Statements like this is what people are raging about. Kendi nor any of the people who helped establish CRT like Professor Crenshaw have chimed in and said that their work is being abused for others’ political gain.

The NEA statement certainly gives us a clearer idea of what will be taught, but the NEA went even further stating they are in support of teaching CRT. This is even though the head of the second largest public teachers’ union, Randi Weingarten, stated recently that CRT is not being taught in public schools but only in colleges. She stated there is a significant defense fund set aside to aid teachers accused of teaching it.

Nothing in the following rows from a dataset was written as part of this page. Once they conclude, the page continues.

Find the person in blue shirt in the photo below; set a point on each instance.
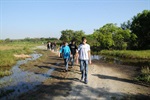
(66, 55)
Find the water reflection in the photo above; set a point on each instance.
(132, 62)
(21, 81)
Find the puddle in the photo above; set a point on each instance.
(122, 61)
(21, 81)
(106, 59)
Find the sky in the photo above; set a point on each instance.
(20, 19)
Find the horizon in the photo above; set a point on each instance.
(43, 19)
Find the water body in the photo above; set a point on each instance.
(21, 81)
(111, 59)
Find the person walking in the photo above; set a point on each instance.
(73, 49)
(84, 58)
(66, 55)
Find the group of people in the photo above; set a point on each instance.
(51, 46)
(81, 53)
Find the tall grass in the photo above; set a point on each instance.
(130, 54)
(145, 75)
(7, 51)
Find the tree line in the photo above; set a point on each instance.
(132, 35)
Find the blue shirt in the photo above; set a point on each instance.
(66, 52)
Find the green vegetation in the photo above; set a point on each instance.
(145, 75)
(7, 51)
(129, 54)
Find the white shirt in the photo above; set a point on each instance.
(83, 51)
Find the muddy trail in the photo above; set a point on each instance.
(105, 82)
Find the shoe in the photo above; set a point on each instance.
(86, 82)
(66, 70)
(82, 79)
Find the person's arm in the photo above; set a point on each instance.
(89, 54)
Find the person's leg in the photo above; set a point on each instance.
(72, 60)
(82, 69)
(86, 71)
(67, 61)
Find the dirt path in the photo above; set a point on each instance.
(106, 82)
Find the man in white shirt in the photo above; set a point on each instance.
(85, 58)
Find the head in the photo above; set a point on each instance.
(65, 43)
(73, 42)
(84, 40)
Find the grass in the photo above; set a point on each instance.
(145, 75)
(129, 54)
(7, 51)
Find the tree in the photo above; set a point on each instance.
(67, 35)
(141, 27)
(126, 25)
(112, 37)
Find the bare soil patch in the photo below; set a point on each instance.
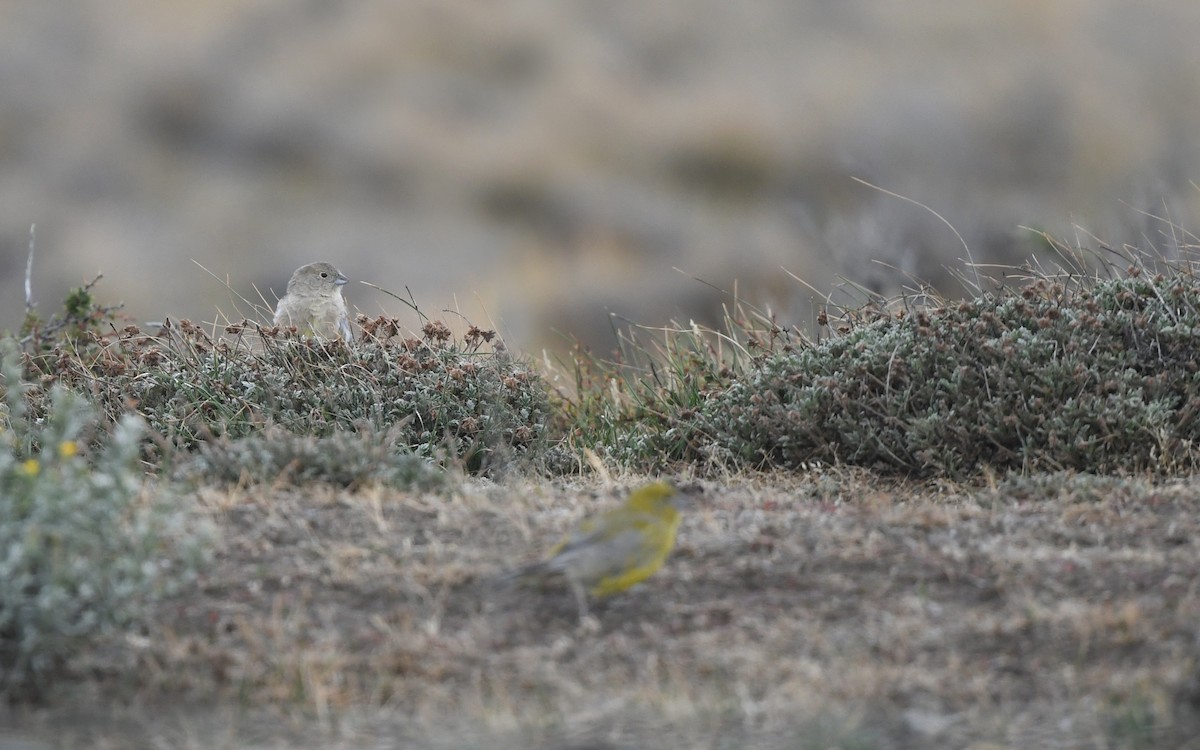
(797, 611)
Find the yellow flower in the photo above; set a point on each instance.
(616, 550)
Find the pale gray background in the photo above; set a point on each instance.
(539, 163)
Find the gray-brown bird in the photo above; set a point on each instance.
(313, 303)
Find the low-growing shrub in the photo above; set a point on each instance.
(85, 544)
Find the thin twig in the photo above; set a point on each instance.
(29, 271)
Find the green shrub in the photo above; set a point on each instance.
(433, 397)
(1104, 377)
(342, 459)
(84, 545)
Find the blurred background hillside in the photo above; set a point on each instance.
(539, 165)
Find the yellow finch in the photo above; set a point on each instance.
(313, 303)
(616, 550)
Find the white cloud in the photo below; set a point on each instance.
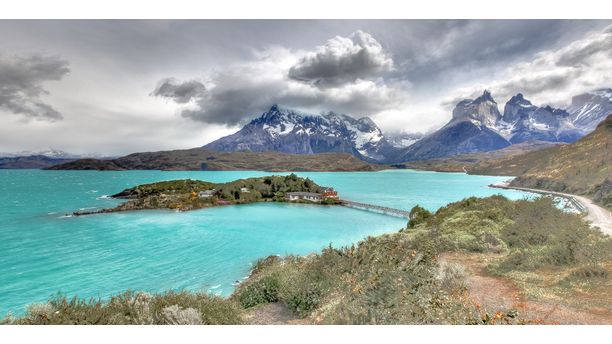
(553, 76)
(343, 60)
(240, 91)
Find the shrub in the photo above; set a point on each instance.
(262, 290)
(174, 315)
(452, 277)
(135, 309)
(418, 215)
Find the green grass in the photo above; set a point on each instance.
(393, 278)
(179, 308)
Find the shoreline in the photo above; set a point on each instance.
(598, 216)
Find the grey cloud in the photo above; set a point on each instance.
(21, 81)
(180, 92)
(343, 60)
(577, 54)
(553, 76)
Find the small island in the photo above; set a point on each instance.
(188, 194)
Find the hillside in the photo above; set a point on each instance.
(583, 167)
(30, 162)
(465, 162)
(201, 159)
(527, 274)
(187, 194)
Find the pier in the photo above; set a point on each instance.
(377, 209)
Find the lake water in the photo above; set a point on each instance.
(43, 252)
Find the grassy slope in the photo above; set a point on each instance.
(583, 167)
(393, 278)
(200, 159)
(183, 194)
(467, 161)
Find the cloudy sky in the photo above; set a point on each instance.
(116, 87)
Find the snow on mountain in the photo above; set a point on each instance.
(49, 153)
(291, 131)
(522, 121)
(403, 140)
(589, 109)
(482, 110)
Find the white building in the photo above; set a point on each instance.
(207, 193)
(306, 196)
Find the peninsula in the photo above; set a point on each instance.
(188, 194)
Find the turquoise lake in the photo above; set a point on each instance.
(44, 252)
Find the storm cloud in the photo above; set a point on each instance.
(553, 76)
(241, 91)
(180, 92)
(21, 80)
(118, 98)
(343, 60)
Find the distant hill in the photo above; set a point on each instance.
(583, 167)
(30, 162)
(465, 162)
(202, 159)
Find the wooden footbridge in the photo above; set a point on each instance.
(377, 208)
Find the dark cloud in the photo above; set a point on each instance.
(578, 53)
(180, 92)
(343, 60)
(553, 76)
(21, 81)
(245, 90)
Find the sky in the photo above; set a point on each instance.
(114, 87)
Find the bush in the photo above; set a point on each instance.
(262, 290)
(452, 277)
(135, 309)
(417, 216)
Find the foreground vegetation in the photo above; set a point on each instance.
(184, 195)
(397, 278)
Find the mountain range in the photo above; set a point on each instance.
(291, 131)
(583, 167)
(476, 125)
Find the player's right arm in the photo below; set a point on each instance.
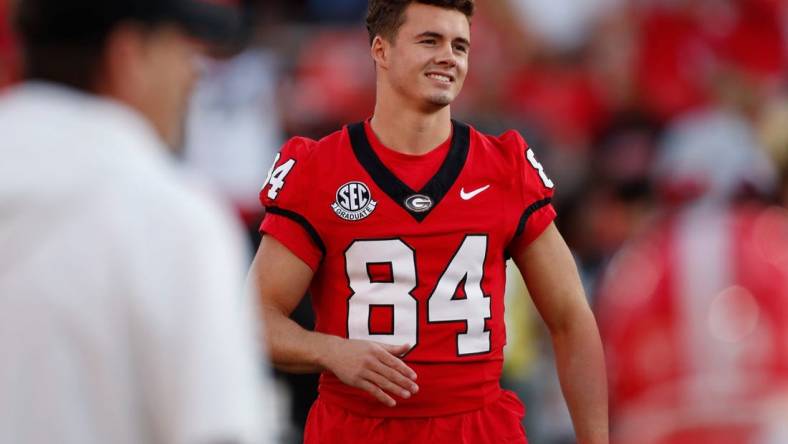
(282, 279)
(282, 271)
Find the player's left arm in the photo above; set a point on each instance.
(554, 284)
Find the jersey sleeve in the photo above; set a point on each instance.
(536, 195)
(285, 198)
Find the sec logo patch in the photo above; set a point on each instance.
(353, 201)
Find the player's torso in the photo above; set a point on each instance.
(420, 268)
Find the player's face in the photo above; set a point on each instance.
(429, 57)
(171, 75)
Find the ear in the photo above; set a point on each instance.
(121, 73)
(380, 51)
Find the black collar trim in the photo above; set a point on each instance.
(435, 189)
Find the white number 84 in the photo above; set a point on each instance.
(467, 264)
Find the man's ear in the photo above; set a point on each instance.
(380, 51)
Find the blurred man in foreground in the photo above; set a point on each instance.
(122, 312)
(694, 312)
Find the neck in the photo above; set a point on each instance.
(404, 129)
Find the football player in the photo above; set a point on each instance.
(400, 226)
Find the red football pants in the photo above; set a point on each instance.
(496, 423)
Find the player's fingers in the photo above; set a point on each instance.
(386, 385)
(396, 350)
(395, 376)
(397, 364)
(375, 391)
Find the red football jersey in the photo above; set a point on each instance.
(400, 266)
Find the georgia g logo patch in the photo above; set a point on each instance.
(354, 201)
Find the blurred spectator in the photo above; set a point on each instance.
(694, 311)
(234, 128)
(123, 315)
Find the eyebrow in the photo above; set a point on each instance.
(438, 35)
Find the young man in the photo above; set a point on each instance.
(123, 317)
(400, 227)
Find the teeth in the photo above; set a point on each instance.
(439, 78)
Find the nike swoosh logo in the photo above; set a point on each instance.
(472, 194)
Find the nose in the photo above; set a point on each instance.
(446, 56)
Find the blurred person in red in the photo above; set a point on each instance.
(694, 310)
(123, 314)
(400, 226)
(8, 59)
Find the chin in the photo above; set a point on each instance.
(440, 100)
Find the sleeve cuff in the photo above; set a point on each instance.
(294, 237)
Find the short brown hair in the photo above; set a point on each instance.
(385, 17)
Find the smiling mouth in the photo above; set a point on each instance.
(443, 78)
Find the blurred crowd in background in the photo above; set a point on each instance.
(664, 124)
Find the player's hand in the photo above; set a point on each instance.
(373, 367)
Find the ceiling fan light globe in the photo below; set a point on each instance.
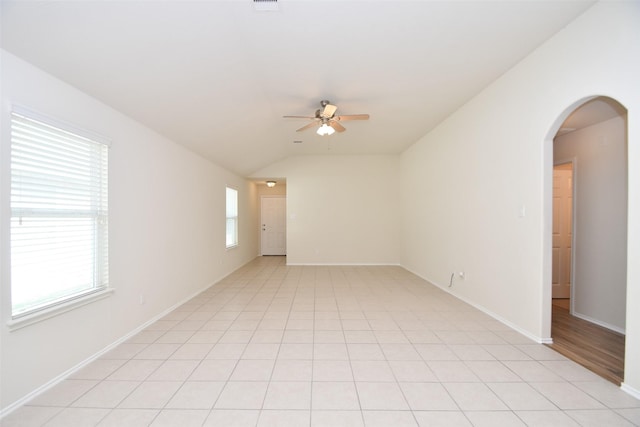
(325, 129)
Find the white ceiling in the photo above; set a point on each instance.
(217, 76)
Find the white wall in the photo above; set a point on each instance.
(599, 284)
(341, 209)
(466, 184)
(167, 232)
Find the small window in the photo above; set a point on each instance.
(232, 217)
(59, 215)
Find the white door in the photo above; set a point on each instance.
(562, 230)
(273, 213)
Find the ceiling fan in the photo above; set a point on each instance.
(326, 118)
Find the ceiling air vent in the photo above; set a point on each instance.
(265, 5)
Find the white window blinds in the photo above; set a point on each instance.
(59, 215)
(232, 217)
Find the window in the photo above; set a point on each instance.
(232, 217)
(59, 221)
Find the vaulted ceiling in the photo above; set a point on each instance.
(217, 76)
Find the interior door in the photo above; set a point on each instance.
(273, 213)
(562, 230)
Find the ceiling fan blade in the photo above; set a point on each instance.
(310, 125)
(352, 117)
(337, 126)
(329, 111)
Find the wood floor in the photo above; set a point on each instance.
(594, 347)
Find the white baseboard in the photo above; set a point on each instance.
(630, 390)
(55, 381)
(500, 319)
(346, 264)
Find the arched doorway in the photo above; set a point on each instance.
(588, 236)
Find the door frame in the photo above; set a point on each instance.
(574, 165)
(269, 196)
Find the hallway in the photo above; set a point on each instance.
(594, 347)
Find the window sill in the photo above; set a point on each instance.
(47, 313)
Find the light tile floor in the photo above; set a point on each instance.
(273, 345)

The NEA wants (this year) to adopt a resolution to study the effects of “empire, white supremacy, anti-Blackness, anti-Indigeneity, racism, patriarchy, cisheteropatriarchy, capitalism, ableism, [and] anthropocentrism.” Can someone translate that into understandable English? Other than this being directly in conflict with the basic mission of teaching reading, writing and arithmetic — of which the union members have immense failings — let’s focus on the foolishness of this exercise. This inherently states they have a problem with capitalism which funds their significant salaries, their free medical care and their government-funded extravagant pensions. Disregarding the other nonsense, do we really want teachers spending time defaming the economic system that has made this country the place where so many have achieved so much?

Is CRT a means of identifying laws that are not aimed toward treating all citizens equally and providing them equal opportunities or is it a means for public school teachers to indoctrinate students into an array of the Left’s ideologies? The advocates are not arguing for CRT, but a new acronym – DEI. DEI stands for diversity, equity and inclusion. When someone argues they are not supporting CRT they are arguing for a program of DEI.

Just about everyone is in favor of the former (fair laws) and a justifiable battle will continue to foment over the latter (political indoctrination). All the school board meetings are about the latter not the former.